In the largest settlement related to the crisis so far, Bank of America Corp. in August said it had agreed to a $16.65 billion settlement with the Justice Department, including $5 billion to address FIRREA claims. The announcement came on the heels of similar deals with Citigroup Inc. and JPMorgan Chase & Co.

Holder, who stepped into his current role just months after the collapse of Lehman Brothers Holdings Inc. sent shockwaves through the financial markets, has faced sharp criticism for not doing enough to hold financial institutions and their employees accountable for what many consider to be their criminal behavior in the run-up to the financial meltdown.

“Until three months ago, you would have said the handling of the financial crisis was a disaster, and now you’ve got tens of billions of dollars that have been collected from these banks,” Schmeltz said.

While it’s fair to criticize him for not having done more, the attorney general deserves credit for what he has been able to accomplish, according to Lisa Noller, a former assistant U.S. attorney in Chicago.

“The conventional wisdom is that there should have been more criminal charges, but it is very difficult to bring criminal charges, especially since a lot of the companies that were and are under investigation don’t exist anymore,” said Noller, now vice chair of Foley & Lardner’s white collar practice.

And Holder has indicated that his work isn’t yet over.

Just over a week ago, the attorney general called on Congress to increase the FIRREA whistleblower provision – providing tipsters with as much as a third of the funds recovered by the government – to “realistically” incentivize members of Wall Street to come forward with information about potential wrongdoing.

He also said the DOJ is building criminal cases against individuals as it continues probes into financial fraud in the foreign exchange and residential mortgage-backed securities spheres. And given the 10-year statute of limitations on FIRREA, additional prosecutions under that law might still exit the pipeline in the coming year.

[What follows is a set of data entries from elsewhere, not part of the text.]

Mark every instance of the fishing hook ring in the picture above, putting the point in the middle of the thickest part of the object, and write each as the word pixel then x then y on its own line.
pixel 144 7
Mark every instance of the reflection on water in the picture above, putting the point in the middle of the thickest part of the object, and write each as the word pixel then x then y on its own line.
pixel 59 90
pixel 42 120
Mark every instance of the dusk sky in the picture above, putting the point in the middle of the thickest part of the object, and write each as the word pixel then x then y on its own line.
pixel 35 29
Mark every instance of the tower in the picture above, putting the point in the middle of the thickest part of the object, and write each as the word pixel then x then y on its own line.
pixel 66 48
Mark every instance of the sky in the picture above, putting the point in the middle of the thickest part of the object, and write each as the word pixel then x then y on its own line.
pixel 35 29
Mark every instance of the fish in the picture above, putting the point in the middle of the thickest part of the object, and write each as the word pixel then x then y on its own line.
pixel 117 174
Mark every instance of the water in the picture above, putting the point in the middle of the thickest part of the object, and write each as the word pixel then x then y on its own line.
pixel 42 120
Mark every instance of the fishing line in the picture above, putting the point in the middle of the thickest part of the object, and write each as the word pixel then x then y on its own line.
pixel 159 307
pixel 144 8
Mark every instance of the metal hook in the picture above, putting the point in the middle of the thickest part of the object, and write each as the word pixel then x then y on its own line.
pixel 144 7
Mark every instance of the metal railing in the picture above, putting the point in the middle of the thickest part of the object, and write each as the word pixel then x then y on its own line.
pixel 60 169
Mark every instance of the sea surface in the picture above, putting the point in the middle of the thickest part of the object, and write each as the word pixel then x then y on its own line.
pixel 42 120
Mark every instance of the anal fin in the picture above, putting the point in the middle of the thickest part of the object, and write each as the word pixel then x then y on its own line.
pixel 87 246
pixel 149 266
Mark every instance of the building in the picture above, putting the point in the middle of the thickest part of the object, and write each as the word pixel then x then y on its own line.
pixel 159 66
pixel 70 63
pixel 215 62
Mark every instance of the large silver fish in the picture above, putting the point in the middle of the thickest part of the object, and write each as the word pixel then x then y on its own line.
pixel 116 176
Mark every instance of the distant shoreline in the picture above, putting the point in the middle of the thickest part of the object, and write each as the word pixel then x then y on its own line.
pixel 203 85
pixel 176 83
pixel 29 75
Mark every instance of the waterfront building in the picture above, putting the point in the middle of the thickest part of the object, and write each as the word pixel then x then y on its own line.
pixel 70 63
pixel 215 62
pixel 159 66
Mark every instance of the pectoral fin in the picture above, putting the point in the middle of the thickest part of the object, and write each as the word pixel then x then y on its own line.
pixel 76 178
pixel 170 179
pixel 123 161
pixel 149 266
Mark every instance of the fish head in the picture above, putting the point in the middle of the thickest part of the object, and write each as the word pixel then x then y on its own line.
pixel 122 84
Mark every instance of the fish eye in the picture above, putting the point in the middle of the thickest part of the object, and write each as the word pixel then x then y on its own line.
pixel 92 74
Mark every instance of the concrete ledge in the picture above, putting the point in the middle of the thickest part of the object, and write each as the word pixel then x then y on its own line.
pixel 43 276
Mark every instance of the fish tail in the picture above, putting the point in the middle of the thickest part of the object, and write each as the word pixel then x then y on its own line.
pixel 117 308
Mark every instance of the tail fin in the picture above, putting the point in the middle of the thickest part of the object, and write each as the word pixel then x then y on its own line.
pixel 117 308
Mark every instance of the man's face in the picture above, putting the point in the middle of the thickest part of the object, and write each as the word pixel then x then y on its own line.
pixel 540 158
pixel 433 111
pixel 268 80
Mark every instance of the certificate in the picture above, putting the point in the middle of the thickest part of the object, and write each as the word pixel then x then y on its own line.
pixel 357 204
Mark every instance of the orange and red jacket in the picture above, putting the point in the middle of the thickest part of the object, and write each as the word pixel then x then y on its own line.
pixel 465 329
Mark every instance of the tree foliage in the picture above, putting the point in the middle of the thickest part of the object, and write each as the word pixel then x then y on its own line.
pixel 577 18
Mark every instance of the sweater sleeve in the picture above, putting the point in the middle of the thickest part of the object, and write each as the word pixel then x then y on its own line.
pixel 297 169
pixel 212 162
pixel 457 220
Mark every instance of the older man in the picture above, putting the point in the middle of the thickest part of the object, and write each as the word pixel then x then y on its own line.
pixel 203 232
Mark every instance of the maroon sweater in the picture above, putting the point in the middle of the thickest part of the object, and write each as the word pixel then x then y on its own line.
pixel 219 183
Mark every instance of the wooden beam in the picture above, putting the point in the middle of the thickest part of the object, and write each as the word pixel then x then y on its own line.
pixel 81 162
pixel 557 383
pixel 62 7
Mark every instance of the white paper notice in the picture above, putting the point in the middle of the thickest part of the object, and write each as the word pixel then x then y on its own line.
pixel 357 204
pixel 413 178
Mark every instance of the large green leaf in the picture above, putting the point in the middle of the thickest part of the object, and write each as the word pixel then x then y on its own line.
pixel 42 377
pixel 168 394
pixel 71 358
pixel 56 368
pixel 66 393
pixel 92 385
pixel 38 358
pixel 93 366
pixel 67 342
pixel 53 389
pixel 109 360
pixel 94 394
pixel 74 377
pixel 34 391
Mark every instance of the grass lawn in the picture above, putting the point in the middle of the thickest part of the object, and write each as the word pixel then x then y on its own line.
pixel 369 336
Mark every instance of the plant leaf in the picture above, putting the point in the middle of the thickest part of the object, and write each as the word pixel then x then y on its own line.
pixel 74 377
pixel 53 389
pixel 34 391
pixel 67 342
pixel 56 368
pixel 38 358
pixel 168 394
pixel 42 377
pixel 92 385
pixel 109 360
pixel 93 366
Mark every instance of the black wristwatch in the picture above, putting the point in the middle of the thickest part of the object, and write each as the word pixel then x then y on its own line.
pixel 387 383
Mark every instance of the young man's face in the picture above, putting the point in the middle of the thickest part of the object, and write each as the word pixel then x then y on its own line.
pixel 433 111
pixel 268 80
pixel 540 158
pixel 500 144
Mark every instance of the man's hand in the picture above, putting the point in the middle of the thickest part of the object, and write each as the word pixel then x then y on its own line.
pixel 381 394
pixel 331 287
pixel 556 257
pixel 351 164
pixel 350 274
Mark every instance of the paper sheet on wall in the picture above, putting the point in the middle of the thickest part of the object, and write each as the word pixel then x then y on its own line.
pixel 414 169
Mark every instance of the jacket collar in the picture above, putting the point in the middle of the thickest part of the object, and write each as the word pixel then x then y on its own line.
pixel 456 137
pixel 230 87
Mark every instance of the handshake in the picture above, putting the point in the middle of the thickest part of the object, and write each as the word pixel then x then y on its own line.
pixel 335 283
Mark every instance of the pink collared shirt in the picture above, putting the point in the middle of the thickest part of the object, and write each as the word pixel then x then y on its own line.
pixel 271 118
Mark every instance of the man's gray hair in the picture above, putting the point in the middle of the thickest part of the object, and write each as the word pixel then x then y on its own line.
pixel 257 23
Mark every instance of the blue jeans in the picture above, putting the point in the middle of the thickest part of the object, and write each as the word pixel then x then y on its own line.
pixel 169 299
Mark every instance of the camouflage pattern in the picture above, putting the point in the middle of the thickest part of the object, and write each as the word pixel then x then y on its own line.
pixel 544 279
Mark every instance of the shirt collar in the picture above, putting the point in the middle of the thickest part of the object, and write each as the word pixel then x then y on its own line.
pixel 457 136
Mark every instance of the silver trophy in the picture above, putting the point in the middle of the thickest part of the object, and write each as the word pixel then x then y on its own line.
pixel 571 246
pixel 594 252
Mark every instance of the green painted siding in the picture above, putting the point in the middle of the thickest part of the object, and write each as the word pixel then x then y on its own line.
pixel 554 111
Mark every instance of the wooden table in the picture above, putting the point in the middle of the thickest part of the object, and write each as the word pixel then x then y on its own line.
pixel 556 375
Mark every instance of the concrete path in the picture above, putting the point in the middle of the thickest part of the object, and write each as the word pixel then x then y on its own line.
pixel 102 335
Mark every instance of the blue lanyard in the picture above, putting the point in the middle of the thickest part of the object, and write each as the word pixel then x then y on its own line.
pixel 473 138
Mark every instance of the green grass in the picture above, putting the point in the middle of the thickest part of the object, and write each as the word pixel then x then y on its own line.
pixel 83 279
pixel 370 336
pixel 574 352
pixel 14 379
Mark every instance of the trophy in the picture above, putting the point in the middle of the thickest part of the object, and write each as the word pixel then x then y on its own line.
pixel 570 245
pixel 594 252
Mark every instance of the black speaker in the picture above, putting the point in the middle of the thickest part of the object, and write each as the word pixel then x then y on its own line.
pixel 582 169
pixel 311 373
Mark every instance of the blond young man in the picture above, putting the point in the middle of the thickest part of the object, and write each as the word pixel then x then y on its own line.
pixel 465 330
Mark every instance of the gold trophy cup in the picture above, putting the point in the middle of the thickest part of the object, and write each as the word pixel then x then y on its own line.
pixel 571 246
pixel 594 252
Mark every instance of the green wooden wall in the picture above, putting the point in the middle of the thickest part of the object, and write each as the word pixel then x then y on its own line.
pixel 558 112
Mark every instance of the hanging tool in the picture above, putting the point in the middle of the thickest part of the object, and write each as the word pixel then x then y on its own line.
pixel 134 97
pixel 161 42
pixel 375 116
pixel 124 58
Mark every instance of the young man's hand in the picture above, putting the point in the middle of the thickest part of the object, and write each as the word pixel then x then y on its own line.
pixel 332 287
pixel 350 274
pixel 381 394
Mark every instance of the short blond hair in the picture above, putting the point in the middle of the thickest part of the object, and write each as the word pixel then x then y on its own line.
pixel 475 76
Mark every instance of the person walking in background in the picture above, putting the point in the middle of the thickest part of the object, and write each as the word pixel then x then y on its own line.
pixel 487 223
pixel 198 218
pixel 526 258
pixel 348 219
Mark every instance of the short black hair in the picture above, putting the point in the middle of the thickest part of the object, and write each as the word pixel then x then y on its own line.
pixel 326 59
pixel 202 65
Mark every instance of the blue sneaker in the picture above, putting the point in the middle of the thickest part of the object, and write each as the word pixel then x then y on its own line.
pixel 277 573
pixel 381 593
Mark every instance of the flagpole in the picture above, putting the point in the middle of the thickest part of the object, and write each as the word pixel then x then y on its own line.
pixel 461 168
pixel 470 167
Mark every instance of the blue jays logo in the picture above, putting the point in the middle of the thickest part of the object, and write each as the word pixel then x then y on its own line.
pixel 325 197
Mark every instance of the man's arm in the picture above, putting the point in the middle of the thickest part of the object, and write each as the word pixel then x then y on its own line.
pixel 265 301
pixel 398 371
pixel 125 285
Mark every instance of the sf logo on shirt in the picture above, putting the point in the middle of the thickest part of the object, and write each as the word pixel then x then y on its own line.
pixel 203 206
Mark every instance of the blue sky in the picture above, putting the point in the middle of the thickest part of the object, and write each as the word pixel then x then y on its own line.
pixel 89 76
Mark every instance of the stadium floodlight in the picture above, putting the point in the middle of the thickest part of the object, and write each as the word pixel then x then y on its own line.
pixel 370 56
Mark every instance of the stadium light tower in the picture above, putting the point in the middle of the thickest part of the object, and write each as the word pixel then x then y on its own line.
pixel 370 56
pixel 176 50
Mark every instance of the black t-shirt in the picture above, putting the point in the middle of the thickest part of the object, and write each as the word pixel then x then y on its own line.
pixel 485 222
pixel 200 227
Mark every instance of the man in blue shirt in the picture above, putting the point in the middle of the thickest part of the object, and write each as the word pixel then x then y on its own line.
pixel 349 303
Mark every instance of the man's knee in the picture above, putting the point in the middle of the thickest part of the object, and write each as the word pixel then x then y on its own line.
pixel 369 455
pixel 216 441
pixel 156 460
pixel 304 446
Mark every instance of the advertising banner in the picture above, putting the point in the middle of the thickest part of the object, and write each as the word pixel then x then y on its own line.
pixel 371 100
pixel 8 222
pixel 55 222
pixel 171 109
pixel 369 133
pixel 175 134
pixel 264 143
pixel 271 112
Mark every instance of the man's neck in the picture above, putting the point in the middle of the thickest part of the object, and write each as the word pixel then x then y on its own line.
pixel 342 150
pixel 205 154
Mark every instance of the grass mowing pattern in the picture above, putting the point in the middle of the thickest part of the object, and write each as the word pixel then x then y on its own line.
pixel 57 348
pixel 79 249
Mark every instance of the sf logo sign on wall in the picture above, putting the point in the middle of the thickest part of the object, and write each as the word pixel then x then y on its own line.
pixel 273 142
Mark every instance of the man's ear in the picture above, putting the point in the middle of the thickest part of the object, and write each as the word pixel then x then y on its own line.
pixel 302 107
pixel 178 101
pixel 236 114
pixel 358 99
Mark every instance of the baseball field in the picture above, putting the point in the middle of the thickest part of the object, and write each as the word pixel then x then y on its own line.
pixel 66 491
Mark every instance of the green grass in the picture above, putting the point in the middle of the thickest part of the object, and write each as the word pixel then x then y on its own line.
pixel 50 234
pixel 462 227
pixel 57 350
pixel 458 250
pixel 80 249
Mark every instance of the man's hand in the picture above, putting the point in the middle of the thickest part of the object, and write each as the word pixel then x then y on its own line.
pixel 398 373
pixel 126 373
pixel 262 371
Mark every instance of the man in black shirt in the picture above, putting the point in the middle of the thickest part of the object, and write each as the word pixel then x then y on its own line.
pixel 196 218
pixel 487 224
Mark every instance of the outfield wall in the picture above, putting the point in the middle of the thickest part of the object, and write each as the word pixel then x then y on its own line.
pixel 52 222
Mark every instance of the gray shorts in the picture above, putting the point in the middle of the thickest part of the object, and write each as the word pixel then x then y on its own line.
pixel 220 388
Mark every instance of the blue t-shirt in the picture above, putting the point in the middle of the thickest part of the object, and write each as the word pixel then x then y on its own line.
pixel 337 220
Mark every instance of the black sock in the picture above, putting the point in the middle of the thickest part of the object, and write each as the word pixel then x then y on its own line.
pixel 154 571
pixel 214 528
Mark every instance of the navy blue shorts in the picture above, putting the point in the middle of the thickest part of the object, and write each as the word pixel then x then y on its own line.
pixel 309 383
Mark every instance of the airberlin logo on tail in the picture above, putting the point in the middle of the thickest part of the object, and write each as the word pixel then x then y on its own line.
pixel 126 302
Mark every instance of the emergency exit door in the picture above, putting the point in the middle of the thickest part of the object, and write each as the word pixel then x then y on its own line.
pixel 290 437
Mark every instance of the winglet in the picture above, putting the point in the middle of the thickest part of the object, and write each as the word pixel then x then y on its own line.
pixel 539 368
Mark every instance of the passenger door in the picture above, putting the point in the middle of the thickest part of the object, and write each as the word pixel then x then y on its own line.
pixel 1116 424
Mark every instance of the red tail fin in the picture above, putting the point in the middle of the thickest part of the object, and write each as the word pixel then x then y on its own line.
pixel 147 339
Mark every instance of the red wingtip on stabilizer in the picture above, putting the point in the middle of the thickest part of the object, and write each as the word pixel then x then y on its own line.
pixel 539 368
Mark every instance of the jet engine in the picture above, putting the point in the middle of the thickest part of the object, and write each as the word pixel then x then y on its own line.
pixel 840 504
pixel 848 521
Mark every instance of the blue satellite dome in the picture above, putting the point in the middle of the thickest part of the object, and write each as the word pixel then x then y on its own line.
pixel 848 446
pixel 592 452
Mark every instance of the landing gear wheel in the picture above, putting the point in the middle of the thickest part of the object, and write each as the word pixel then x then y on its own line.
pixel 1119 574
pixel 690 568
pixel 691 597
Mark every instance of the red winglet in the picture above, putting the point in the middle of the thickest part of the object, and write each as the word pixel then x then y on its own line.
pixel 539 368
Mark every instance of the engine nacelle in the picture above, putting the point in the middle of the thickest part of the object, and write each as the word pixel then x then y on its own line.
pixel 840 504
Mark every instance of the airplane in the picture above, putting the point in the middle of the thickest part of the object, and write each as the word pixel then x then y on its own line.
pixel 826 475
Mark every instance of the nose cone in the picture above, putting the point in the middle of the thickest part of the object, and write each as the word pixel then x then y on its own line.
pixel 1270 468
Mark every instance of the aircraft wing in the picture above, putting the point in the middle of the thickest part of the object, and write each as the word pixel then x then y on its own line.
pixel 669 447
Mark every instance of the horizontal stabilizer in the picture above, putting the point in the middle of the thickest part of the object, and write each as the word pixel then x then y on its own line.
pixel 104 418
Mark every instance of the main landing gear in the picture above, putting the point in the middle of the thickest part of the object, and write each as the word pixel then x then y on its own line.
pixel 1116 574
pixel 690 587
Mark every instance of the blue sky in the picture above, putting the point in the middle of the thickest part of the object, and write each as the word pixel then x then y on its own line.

Despite heavy criticism, the DOJ under Holder has seen increased civil enforcement of financial institutions related to the 2008 financial crisis, according to Lathrop B. Nelson III of Montgomery McCracken Walker & Rhoads LLP, who also doesn’t expect FIRREA to go away anytime soon.

“The allure of pursuing financial institutions and other entities under a civil statute, with a lower burden of proof, will likely be continued under the next attorney general both in this administration and subsequent ones,” he said.

The question that remains to be answered, according to Andrew W. Schilling of BuckleySandler LLP, is how much the tone and direction of the Justice Department will change under its next leader. While the next attorney general may continue to use FIRREA, he or she may move on to prosecuting conduct that has taken place since the financial crisis, said Schilling, a former assistant U.S. attorney in Manhattan.

“That said, the Justice Department has spent the last several years devoting significant resources and attention to the pursuit of financial fraud cases, and we can expect financial fraud generally to remain a top enforcement priority for some time, as big institutions like DOJ don’t change direction overnight,” he added.